En marge du recours à des plateformes de formation en ligne du secteur privé, plusieurs organisations misent sur des applications commerciales de travail collaboratif (ex. : Microsoft TEAM, Google Classroom) et de vidéoconférence (ex. : Zoom, Google Hangout, WebEx) pour diffuser leur formation ou en coordonner la conception par leur équipe de professionnels. Ces outils étaient utilisés avant la présente crise qui, cependant, suscite la généralisation de leur emploi. En outre, au Québec et ailleurs, des fournisseurs d’Internet déplafonnent le seuil de téléchargement des forfaits ou offrent l’accès gratuit à leur bande passante à des initiatives de l’État.
Peut-être que plusieurs d’entre nous étaient déjà des utilisateurs de certaines de ces plateformes privées d’éducation avant le confinement.

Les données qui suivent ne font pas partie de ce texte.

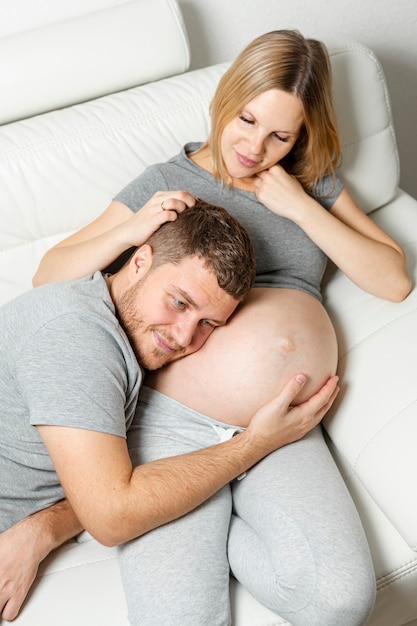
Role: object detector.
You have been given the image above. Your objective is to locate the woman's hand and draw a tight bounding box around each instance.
[118,190,196,249]
[254,164,310,221]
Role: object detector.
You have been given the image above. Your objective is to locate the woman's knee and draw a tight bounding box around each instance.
[261,569,375,626]
[289,560,376,626]
[304,572,376,626]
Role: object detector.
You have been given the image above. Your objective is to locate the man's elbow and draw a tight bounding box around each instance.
[390,274,412,302]
[32,270,41,288]
[32,261,46,287]
[81,513,146,548]
[86,525,127,548]
[94,532,122,548]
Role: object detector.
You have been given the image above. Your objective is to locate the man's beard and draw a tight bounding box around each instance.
[117,280,185,370]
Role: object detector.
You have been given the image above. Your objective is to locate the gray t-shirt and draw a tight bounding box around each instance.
[0,272,142,530]
[115,142,343,301]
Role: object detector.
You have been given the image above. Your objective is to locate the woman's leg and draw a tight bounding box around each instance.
[118,387,233,626]
[229,427,376,626]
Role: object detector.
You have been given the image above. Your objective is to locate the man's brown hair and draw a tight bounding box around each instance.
[147,199,255,301]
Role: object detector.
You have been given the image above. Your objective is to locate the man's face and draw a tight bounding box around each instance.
[117,256,239,370]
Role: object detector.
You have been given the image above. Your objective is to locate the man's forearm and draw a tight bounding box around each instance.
[29,499,83,558]
[40,374,339,548]
[121,429,270,543]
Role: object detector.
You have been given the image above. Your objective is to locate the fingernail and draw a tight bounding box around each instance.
[295,374,306,385]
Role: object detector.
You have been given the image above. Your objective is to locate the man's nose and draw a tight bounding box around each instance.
[171,318,199,348]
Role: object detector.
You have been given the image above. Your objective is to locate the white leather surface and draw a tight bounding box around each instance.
[0,0,189,124]
[12,534,287,626]
[329,42,400,213]
[14,539,129,626]
[330,450,417,626]
[323,190,417,550]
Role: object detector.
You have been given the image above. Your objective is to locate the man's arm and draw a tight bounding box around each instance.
[0,500,82,621]
[38,374,339,547]
[2,374,338,620]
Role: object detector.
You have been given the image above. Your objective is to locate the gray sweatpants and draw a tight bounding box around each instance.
[119,386,375,626]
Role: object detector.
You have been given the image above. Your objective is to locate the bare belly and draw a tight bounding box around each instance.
[146,288,338,427]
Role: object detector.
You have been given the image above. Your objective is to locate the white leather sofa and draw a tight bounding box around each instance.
[1,1,416,624]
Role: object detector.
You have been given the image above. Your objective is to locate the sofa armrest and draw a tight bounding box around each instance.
[323,190,417,550]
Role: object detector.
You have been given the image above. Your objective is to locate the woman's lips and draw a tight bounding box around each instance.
[235,150,260,169]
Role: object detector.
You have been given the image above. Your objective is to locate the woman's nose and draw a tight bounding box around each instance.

Toutefois, plusieurs autres les découvrent et leur intégration dans nos pratiques quotidiennes d’apprentissage sera fort probablement renforcée. Il est donc possible qu’au sortir de cette période d’exception le marché privé de l’éducation des adultes et le secteur public soient inextricablement liés au sein des pratiques des lieux d’éducation et des personnes en apprentissage.

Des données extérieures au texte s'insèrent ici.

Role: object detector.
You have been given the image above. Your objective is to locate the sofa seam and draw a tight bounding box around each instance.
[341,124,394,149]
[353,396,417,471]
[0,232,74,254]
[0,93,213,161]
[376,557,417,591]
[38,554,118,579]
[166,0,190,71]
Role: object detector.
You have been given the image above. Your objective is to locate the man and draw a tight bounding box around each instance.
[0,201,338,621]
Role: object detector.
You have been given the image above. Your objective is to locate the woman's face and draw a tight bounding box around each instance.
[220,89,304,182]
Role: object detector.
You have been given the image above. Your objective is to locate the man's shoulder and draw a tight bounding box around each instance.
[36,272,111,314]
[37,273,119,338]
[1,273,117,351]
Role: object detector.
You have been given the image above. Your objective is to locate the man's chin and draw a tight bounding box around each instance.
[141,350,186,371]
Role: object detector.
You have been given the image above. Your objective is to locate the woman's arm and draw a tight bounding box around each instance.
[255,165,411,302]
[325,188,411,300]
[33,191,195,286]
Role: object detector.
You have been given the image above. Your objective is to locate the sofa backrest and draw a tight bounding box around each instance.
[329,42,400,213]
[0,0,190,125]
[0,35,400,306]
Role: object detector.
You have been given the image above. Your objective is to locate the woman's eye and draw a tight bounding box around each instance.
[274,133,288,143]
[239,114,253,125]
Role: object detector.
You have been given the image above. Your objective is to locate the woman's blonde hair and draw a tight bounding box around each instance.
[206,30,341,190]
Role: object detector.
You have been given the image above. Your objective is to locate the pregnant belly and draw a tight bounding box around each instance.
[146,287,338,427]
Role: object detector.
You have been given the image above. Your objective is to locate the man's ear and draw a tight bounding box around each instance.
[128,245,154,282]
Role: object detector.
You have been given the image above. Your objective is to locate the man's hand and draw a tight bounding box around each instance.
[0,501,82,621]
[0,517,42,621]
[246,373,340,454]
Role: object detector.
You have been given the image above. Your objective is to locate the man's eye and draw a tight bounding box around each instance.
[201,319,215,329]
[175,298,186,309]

Dans nos analyses des lieux en émergence d’éducation des adultes, nous avons mis en évidence que l’autoformation en ligne était une tendance lourde façonnant l’éducation des adultes, notamment, en raison de la généralisation de l’usage des technologies numériques. Nous vivons une situation qui donne un élan à cette tendance dont plusieurs acteurs sont issus du marché privé de l’éducation des adultes.